Crawling scope

How to use scope options

# scope_example.py

from nyawc.Options import Options
from nyawc.Crawler import Crawler
from nyawc.http.Request import Request

options = Options()

options.scope.protocol_must_match = False
options.scope.subdomain_must_match = True
options.scope.hostname_must_match = True
options.scope.tld_must_match = True
options.scope.max_depth = None

crawler = Crawler(options)
crawler.start_with(Request("https://finnwea.com/"))

Available scope options

Protocol must match

Only crawl pages with the same protocol as the startpoint (e.g. only https) if True. Default is False.

options.scope.protocol_must_match = False

Subdomain must match

Only crawl pages with the same subdomain as the startpoint if True. If the startpoint is not a subdomain, no subdomains will be crawled. Default is True.

options.scope.subdomain_must_match = True

Hostname must match

Only crawl pages with the same hostname as the startpoint (e.g. only finnwea) if True. Default is True.

Please note that if you set this to false, chances are that it never stops crawling.

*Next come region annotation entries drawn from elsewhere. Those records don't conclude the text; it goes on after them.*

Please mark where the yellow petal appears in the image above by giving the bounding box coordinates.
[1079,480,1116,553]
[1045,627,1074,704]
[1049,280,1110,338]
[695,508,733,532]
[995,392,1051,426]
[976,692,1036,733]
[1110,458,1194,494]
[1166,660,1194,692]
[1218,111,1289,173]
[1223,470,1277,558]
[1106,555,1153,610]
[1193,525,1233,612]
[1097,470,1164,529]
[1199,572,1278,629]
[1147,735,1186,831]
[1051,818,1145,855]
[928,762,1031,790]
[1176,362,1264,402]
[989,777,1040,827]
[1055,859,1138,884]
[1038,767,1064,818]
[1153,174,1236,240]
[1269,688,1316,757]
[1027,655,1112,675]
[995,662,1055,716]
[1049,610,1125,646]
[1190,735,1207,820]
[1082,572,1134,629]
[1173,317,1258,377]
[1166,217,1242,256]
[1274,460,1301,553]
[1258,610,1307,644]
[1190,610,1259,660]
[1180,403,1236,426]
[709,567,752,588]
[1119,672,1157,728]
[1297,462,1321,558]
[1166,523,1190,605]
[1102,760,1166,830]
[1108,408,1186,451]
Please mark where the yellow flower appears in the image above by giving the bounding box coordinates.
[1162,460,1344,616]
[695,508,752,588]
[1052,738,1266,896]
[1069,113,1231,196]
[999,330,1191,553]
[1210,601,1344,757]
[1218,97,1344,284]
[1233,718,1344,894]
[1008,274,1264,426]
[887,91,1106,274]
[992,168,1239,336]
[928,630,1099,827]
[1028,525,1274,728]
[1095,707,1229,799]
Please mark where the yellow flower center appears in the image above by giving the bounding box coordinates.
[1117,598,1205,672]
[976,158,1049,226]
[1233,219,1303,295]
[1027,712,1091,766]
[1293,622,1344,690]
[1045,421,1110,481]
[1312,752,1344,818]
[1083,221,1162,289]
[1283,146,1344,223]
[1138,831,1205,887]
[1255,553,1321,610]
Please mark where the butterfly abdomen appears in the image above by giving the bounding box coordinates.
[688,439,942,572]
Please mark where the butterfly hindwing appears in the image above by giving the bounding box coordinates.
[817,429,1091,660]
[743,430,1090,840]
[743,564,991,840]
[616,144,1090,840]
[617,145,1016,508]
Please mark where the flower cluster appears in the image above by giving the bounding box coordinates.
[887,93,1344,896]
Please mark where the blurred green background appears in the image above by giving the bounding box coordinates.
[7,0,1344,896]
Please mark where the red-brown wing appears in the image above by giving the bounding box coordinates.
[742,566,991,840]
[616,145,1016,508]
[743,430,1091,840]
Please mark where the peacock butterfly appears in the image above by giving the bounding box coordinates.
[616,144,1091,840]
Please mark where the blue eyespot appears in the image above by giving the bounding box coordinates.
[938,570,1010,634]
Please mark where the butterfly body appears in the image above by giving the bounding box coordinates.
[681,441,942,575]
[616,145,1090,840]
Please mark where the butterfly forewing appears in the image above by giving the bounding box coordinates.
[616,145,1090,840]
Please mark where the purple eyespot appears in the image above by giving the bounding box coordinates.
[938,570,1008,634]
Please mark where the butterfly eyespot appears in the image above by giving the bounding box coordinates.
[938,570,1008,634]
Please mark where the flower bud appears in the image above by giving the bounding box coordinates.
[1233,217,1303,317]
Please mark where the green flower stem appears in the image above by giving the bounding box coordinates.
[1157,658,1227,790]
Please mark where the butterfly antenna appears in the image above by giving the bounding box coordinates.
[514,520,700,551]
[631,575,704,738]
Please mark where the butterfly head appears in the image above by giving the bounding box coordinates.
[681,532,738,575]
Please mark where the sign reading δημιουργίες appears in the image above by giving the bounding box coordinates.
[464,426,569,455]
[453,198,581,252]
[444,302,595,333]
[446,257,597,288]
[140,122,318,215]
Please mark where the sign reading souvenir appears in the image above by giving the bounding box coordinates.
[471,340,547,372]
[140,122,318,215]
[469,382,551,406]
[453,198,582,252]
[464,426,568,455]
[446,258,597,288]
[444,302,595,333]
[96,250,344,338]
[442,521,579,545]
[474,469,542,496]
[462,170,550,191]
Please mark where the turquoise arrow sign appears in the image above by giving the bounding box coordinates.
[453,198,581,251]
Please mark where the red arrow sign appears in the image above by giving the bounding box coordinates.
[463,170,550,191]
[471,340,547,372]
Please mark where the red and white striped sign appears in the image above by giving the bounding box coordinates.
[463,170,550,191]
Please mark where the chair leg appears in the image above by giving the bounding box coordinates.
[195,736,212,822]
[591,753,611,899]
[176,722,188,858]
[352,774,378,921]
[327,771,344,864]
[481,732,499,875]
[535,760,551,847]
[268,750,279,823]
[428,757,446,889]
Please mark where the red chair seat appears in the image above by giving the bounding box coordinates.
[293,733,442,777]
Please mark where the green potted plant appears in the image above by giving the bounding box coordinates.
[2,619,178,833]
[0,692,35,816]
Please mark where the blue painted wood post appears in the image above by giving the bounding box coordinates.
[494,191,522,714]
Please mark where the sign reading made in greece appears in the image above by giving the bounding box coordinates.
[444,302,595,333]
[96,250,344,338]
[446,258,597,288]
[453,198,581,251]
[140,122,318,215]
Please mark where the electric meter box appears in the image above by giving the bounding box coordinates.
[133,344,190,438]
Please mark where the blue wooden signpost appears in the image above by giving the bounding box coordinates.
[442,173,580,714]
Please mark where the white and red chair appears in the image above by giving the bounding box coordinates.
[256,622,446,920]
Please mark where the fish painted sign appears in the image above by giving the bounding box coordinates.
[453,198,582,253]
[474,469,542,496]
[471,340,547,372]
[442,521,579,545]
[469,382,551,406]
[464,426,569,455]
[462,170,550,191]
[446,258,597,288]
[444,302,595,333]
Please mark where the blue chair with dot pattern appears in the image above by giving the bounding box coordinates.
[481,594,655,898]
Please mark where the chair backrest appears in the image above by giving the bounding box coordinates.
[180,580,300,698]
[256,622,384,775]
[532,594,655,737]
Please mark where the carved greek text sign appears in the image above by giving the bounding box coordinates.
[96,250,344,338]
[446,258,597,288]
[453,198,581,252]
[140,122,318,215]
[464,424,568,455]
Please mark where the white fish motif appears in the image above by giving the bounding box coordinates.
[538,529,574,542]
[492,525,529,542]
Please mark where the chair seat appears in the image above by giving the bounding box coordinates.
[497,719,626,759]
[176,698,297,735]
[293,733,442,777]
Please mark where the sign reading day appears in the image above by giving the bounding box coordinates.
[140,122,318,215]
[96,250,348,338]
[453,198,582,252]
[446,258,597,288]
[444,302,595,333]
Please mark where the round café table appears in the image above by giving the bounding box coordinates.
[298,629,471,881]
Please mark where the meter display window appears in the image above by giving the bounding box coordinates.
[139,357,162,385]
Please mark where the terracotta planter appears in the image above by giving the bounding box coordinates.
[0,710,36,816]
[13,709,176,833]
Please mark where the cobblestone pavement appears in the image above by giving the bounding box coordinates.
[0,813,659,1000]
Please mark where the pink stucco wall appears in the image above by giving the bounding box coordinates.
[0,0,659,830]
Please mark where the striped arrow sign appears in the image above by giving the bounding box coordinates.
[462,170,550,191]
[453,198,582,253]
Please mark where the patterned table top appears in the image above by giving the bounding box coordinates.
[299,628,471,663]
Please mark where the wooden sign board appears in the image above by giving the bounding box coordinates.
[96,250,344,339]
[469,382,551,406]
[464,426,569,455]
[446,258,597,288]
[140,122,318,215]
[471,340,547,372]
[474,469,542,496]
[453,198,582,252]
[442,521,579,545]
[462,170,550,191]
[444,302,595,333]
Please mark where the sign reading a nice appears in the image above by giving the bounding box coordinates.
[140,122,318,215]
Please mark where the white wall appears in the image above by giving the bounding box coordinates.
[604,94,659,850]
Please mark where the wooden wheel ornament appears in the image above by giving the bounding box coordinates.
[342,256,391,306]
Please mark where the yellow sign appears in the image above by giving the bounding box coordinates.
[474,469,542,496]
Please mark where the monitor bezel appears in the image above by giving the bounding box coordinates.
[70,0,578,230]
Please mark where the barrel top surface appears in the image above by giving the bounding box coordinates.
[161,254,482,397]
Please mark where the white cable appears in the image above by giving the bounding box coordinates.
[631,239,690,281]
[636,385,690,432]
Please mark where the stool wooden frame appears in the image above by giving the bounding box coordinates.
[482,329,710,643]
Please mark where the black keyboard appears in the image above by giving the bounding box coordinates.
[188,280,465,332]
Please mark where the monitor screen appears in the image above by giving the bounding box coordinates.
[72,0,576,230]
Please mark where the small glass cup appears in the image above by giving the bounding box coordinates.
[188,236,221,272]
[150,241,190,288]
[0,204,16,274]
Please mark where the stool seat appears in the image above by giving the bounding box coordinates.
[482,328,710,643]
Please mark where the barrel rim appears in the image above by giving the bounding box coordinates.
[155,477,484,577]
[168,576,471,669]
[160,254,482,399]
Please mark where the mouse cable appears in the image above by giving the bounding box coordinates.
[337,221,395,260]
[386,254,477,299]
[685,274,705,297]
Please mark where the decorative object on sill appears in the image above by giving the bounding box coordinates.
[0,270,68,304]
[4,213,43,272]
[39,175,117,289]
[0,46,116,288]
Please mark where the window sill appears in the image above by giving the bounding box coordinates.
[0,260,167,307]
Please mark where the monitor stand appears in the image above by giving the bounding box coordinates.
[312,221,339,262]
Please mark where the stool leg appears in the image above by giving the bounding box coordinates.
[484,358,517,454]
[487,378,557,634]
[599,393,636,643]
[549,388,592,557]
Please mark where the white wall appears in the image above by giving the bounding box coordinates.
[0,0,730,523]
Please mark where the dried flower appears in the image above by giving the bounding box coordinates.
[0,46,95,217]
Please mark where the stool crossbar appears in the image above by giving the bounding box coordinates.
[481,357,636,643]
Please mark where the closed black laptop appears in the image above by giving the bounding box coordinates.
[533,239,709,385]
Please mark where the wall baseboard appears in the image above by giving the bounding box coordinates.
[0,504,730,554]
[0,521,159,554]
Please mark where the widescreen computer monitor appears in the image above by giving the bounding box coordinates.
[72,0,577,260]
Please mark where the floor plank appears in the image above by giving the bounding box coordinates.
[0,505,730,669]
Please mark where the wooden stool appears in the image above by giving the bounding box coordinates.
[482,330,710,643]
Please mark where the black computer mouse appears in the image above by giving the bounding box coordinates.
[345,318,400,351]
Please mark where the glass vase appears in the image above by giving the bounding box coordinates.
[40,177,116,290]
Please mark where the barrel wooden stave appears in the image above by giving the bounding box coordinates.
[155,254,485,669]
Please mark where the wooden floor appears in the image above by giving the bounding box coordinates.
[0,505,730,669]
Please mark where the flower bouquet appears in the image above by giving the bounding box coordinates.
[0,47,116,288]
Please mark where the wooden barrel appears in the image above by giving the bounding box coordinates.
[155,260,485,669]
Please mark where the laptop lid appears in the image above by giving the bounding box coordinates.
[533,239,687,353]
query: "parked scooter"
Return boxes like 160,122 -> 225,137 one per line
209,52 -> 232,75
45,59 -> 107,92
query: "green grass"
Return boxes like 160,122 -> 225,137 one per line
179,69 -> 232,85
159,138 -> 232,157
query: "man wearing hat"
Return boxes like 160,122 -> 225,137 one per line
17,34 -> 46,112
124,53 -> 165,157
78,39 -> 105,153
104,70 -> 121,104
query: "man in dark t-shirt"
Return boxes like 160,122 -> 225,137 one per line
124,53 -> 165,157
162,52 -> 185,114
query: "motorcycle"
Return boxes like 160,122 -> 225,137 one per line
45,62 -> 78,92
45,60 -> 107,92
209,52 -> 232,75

options.scope.hostname_must_match = True

TLD must match

Only crawl pages with the same tld as the startpoint (e.g. only .com) if True. Default is True.

options.scope.tld_must_match = True

Maximum crawling depth

The maximum search depth. Default is None (unlimited).

  • 0 will only crawl the start request.
  • 1 will also crawl all requests found on the start request.
  • 2 will go one level deeper.
  • And so on...

options.scope.max_depth = None